The Bread of Life


John 6:35–40 (NLT)  Jesus replied, “I am the bread of life. Whoever comes to me will never be hungry again. Whoever believes in me will never be thirsty. 36 But you haven’t believed in me even though you have seen me. 37 However, those the Father has given me will come to me, and I will never reject them. 38 For I have come down from heaven to do the will of God who sent me, not to do my own will. 39 And this is the will of God, that I should not lose even one of all those he has given me, but that I should raise them up at the last day. 40 For it is my Father’s will that all who see his Son and believe in him should have eternal life. I will raise them up at the last day.”

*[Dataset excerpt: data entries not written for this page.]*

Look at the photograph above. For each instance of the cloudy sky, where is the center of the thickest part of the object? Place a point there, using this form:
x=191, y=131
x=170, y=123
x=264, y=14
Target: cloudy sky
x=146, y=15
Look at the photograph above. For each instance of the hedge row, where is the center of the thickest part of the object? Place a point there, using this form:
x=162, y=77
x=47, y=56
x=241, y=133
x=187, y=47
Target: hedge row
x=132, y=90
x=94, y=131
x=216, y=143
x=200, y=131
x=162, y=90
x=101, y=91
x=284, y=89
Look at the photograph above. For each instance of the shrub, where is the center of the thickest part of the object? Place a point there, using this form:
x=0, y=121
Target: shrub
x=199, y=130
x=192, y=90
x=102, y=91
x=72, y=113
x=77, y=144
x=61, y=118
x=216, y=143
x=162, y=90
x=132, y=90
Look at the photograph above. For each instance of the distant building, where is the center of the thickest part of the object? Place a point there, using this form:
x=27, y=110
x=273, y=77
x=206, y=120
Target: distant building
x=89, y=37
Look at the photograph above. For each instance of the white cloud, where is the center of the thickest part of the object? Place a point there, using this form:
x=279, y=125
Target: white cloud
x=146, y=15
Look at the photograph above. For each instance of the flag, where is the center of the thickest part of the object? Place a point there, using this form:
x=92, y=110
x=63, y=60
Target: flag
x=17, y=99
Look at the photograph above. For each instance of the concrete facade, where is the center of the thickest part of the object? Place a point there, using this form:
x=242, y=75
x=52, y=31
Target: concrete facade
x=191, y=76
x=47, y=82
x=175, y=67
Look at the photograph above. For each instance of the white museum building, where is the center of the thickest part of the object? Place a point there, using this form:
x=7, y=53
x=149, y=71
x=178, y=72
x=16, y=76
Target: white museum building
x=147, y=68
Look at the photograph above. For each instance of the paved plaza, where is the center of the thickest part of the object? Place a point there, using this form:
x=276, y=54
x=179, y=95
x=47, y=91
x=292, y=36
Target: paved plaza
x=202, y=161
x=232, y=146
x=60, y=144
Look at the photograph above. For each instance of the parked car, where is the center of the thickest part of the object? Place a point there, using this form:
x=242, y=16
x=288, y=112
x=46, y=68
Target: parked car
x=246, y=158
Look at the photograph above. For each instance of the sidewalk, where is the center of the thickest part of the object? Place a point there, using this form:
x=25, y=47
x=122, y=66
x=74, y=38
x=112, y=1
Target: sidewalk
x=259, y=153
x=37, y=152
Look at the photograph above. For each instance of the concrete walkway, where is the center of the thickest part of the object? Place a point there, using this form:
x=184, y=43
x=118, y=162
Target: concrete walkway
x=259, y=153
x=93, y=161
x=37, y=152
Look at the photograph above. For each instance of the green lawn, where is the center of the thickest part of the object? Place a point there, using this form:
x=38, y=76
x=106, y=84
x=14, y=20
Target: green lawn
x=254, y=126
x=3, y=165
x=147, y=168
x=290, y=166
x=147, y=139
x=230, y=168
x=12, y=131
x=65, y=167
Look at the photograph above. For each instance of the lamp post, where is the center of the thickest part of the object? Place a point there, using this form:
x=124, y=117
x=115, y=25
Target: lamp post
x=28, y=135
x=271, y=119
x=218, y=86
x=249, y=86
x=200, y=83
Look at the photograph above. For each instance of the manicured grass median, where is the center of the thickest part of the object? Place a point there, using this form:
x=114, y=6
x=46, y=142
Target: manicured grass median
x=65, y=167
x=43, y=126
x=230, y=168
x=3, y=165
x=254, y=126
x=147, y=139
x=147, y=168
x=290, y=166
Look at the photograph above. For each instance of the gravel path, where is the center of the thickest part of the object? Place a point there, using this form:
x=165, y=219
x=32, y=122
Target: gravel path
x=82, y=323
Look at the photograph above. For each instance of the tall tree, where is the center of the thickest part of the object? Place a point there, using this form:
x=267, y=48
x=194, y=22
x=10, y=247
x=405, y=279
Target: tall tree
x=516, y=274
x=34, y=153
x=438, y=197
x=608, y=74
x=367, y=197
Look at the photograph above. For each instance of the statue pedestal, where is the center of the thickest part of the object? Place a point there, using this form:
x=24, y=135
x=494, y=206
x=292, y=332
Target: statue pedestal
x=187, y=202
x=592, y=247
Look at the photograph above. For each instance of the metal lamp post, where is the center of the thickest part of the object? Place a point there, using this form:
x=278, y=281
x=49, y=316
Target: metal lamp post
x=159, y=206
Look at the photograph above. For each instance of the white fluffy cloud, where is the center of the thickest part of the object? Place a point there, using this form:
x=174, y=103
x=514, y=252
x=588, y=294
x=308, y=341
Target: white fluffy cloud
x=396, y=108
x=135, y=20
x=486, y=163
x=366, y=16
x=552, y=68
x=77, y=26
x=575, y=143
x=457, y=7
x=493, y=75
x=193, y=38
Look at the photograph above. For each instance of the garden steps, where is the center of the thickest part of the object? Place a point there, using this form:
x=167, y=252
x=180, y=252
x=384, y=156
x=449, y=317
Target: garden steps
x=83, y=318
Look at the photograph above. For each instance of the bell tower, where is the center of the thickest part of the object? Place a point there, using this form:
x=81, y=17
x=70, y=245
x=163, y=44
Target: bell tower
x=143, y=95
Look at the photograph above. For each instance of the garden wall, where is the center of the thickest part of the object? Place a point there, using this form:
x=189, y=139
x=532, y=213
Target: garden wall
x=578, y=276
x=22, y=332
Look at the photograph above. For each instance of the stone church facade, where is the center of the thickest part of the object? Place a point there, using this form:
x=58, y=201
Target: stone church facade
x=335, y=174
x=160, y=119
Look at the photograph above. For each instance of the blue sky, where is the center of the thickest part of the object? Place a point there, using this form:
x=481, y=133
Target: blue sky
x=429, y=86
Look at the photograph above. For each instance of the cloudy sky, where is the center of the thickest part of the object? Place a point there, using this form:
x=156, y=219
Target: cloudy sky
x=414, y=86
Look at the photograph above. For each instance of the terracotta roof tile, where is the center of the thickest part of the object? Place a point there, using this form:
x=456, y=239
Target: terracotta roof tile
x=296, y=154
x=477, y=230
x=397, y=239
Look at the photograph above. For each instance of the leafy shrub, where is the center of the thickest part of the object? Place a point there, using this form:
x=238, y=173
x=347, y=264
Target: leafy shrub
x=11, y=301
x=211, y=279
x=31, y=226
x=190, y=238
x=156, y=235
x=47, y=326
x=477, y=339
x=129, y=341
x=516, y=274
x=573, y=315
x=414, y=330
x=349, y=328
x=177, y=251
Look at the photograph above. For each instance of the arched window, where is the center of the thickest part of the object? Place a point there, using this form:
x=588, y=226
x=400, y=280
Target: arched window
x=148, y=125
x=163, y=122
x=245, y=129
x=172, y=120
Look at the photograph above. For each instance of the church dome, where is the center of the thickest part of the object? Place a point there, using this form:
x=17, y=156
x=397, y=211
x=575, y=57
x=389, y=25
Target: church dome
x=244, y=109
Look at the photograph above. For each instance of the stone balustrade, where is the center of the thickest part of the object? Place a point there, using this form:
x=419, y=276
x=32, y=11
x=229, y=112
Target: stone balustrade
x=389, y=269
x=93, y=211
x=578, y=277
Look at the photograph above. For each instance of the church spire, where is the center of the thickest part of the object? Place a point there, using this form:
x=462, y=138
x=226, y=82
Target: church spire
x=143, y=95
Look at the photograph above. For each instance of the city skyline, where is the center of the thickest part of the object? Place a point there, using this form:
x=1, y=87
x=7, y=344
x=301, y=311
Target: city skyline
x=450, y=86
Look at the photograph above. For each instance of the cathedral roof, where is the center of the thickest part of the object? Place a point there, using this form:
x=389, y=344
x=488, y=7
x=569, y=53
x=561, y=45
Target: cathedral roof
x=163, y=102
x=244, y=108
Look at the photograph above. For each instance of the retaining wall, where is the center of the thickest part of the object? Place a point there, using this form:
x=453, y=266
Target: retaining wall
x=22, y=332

The passage following the feeding of the 5,000 (John 6:1-15) is this passage where Jesus makes the statement, “I am the bread of life.”  (John 6:22-59)  The NLT has the passage going from v. 22 to v. 59.  The location of this teaching is “the synagogue in Capernaum.”  (v. 59)  The crowd that Jesus had fed the bread and fish comes seeking Jesus on the other side of the lake from Tiberias.  Jesus understood that their motivation was to get a free meal (v. 26).  They don’t understand the significance of Jesus’ miraculous signs (v. 26).  His admonition to the crowds is to “Spend your energy seeking the eternal life that the Son of Man can give you.”  (v. 27)

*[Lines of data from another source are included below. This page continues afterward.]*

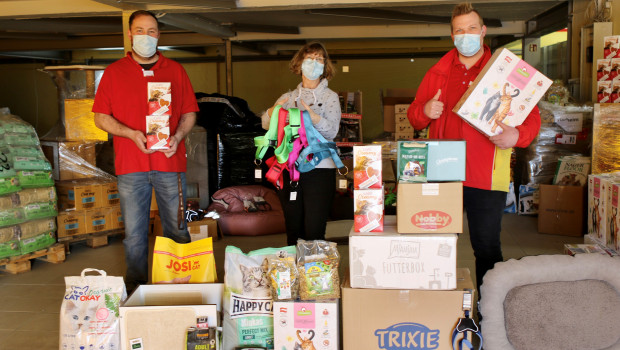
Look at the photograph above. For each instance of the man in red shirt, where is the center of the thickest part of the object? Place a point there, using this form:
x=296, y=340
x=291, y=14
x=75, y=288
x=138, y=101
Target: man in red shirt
x=488, y=158
x=123, y=101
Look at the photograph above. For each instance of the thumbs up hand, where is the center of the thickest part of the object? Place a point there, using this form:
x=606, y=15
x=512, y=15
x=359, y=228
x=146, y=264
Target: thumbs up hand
x=434, y=108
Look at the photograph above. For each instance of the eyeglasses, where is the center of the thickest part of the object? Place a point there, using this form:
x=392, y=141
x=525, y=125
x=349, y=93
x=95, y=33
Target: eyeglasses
x=317, y=58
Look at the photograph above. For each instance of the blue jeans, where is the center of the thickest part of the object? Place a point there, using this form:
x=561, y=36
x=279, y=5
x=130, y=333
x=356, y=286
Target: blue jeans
x=135, y=191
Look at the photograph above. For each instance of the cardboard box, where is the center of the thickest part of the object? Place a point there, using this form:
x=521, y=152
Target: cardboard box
x=379, y=319
x=79, y=194
x=560, y=210
x=96, y=220
x=80, y=121
x=504, y=75
x=71, y=223
x=160, y=314
x=109, y=194
x=201, y=229
x=390, y=260
x=316, y=322
x=390, y=98
x=430, y=207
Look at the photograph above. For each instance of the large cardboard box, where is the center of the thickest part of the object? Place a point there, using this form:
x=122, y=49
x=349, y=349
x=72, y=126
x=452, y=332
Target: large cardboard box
x=561, y=209
x=160, y=314
x=379, y=319
x=80, y=121
x=390, y=98
x=430, y=207
x=79, y=194
x=71, y=223
x=507, y=89
x=390, y=260
x=316, y=322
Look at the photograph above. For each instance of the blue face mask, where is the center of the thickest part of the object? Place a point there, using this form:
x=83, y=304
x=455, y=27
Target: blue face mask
x=312, y=69
x=467, y=44
x=144, y=45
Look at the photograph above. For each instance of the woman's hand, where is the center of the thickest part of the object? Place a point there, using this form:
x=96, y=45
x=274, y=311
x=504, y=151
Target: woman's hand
x=281, y=102
x=315, y=117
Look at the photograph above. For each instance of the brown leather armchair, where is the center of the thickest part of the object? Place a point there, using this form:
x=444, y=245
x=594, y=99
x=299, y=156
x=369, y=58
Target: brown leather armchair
x=242, y=214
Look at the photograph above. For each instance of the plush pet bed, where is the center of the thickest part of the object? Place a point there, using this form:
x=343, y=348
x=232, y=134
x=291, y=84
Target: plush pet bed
x=237, y=219
x=552, y=302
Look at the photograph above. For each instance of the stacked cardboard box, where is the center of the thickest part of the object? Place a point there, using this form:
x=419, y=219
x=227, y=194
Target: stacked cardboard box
x=89, y=206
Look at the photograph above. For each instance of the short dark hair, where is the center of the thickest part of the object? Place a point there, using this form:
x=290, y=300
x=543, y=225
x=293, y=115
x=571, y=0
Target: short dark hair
x=312, y=47
x=139, y=13
x=464, y=8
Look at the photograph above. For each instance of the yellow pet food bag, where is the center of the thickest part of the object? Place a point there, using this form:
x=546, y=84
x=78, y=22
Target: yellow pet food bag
x=183, y=262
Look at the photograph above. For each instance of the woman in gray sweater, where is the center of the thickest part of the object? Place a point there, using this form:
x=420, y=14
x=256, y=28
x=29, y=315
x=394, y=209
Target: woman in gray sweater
x=307, y=204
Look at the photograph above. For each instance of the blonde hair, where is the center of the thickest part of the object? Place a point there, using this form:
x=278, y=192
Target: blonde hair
x=310, y=48
x=464, y=8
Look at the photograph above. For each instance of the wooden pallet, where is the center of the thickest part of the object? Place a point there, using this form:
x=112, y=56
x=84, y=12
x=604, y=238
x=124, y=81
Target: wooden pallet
x=93, y=240
x=18, y=264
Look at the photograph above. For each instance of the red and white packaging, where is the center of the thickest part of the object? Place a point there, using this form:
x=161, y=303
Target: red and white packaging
x=159, y=98
x=368, y=214
x=604, y=92
x=157, y=132
x=612, y=46
x=367, y=167
x=603, y=69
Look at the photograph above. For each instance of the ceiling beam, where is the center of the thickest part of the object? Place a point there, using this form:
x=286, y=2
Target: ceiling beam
x=196, y=24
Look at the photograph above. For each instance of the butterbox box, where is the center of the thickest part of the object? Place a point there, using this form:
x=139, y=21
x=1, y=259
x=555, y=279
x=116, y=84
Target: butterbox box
x=390, y=260
x=380, y=319
x=306, y=325
x=507, y=89
x=430, y=207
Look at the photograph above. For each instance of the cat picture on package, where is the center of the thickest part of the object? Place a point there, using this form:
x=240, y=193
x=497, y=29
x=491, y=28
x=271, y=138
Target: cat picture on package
x=255, y=281
x=497, y=107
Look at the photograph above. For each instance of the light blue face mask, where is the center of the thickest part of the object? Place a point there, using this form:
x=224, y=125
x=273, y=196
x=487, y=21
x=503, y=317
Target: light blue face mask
x=467, y=44
x=312, y=69
x=144, y=45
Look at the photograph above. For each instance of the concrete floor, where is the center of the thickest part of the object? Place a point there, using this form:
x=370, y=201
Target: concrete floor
x=30, y=302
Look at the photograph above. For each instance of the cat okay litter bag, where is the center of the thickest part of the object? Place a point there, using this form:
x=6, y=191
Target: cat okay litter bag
x=183, y=262
x=248, y=305
x=89, y=311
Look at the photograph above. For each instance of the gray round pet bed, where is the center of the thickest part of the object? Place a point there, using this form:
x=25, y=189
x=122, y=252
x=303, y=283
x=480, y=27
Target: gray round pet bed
x=552, y=302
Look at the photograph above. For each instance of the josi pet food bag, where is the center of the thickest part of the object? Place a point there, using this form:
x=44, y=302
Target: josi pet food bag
x=90, y=310
x=248, y=305
x=183, y=262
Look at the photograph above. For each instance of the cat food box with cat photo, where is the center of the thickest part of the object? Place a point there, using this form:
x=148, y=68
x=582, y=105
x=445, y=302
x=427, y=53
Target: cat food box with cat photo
x=367, y=167
x=157, y=132
x=368, y=210
x=506, y=90
x=306, y=325
x=390, y=260
x=160, y=98
x=381, y=319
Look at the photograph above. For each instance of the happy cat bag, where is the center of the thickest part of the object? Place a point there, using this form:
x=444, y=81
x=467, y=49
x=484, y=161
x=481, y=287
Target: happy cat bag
x=89, y=311
x=248, y=311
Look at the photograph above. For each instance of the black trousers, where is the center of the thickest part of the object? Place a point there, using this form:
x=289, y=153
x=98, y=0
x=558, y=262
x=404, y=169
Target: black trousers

Eternal life is Jesus’ most profound gift, which the Father authorized God the Son to give.  Jesus tells the crowd that they should not be so concerned about perishable things, but rather about eternal things.  Physical bread is perishable; the gift of Jesus is himself, the bread of life.  (v. 35)

The crowd responds, “We want to perform God’s works too.  What should we do?”  Jesus’ answer, “Believe in the One God has sent.”  (v. 29)  Faith in the Son of God is the only work that God wants from us.

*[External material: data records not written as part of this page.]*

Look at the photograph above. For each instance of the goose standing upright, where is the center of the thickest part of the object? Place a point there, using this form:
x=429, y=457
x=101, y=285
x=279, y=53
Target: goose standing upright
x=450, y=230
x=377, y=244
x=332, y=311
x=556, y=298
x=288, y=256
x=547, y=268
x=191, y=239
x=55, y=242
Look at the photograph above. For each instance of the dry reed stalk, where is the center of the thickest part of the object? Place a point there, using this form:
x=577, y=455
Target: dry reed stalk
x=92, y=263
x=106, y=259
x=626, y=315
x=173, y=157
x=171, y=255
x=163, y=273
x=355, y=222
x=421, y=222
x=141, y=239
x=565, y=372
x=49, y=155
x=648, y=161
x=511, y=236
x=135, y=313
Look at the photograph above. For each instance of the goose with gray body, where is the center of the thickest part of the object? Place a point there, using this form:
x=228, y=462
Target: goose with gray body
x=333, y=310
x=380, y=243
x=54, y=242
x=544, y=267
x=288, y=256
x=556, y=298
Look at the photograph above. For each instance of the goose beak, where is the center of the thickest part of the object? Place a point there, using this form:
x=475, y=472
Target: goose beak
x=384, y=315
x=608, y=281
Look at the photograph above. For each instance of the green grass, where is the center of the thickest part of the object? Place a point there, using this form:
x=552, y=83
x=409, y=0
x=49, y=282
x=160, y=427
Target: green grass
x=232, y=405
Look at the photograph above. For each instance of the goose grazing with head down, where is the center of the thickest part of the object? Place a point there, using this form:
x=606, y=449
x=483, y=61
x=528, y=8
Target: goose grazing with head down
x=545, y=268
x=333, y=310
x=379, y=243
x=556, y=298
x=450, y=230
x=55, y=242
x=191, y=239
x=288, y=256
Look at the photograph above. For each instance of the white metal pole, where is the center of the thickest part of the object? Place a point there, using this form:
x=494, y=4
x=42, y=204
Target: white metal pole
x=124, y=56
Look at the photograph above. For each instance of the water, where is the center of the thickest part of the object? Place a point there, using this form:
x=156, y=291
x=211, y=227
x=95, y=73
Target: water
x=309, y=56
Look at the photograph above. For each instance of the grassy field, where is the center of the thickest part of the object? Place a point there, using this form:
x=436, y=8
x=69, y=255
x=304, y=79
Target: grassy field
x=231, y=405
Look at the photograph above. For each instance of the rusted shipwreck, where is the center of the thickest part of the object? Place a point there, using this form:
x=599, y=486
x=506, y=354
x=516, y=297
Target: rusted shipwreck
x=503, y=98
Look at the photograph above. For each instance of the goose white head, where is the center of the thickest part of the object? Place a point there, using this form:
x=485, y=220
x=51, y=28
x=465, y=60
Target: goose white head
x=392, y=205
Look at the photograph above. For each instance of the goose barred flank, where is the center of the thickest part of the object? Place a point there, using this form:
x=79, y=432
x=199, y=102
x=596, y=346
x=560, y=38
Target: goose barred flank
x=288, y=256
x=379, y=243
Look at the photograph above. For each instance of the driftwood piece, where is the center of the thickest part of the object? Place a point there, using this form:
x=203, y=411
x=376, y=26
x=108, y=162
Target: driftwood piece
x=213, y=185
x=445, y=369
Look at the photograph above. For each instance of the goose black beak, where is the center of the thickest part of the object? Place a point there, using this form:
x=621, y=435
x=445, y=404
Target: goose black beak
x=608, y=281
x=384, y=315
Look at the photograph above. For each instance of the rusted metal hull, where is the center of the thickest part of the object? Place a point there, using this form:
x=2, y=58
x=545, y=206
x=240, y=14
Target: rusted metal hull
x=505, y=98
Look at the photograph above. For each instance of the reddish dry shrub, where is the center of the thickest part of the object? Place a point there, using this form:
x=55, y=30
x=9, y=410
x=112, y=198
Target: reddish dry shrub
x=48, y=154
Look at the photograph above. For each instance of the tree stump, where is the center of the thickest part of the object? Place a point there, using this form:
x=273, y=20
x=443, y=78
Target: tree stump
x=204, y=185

The core of Jesus argument begins at v. 32.  The crowd challenges Jesus to show them a miraculous sign.  They claim that Moses fed them manna in the wilderness.  They recognize the connection between Jesus’ miracle of the feeding of the 5,000 and the manna in the wilderness, but they still don’t understand the signficance of the sign.

Jesus points out that Moses did not give them the manna, but that God did.  “And now he offers you the true bread from heaven.  The true bread of God is the one who comes down from heaven and gives life to the world.”  The most important search is to seek and to find the true bread of life.  The image of Jesus as the bread of life clearly connects this passage to the Lord’s Supper.

“Whoever comes to me will never be hungry again.  Whoever believes in me will never be thirsty.”  Jesus is the true manna from heaven.  He satisfies the spiritual hunger of those who believe in him.  Jesus said, “I am the living bread that came down from heaven.  Anyone who eats this bread will live forever; and this bread, which I will offer so that the world may live, is my flesh.”  (v. 51)  The gift that brings eternal life is Jesus’ own offering of himself on the cross.  On the cross, Jesus died for our sin, that is the sin of the whole world.

The words of the institution of the Lord’s Supper are not repeated in John, instead, we have this passage which firmly links Communion with Jesus’ self-sacrificial work upon the cross.  So Jesus concludes, “Unless you eat the flesh of the Son of Man and drink his blood, you cannot have eternal life within you… But anyone who eats my flesh and drinks my blood has eternal life, and I will raise that person up at the last day.”  Jesus answered the question the people asked (6:52).  His words hint at the Lord’s Supper.  Receiving the Lord’s Supper means no less than embracing Jesus’ life-giving sacrifice upon the cross.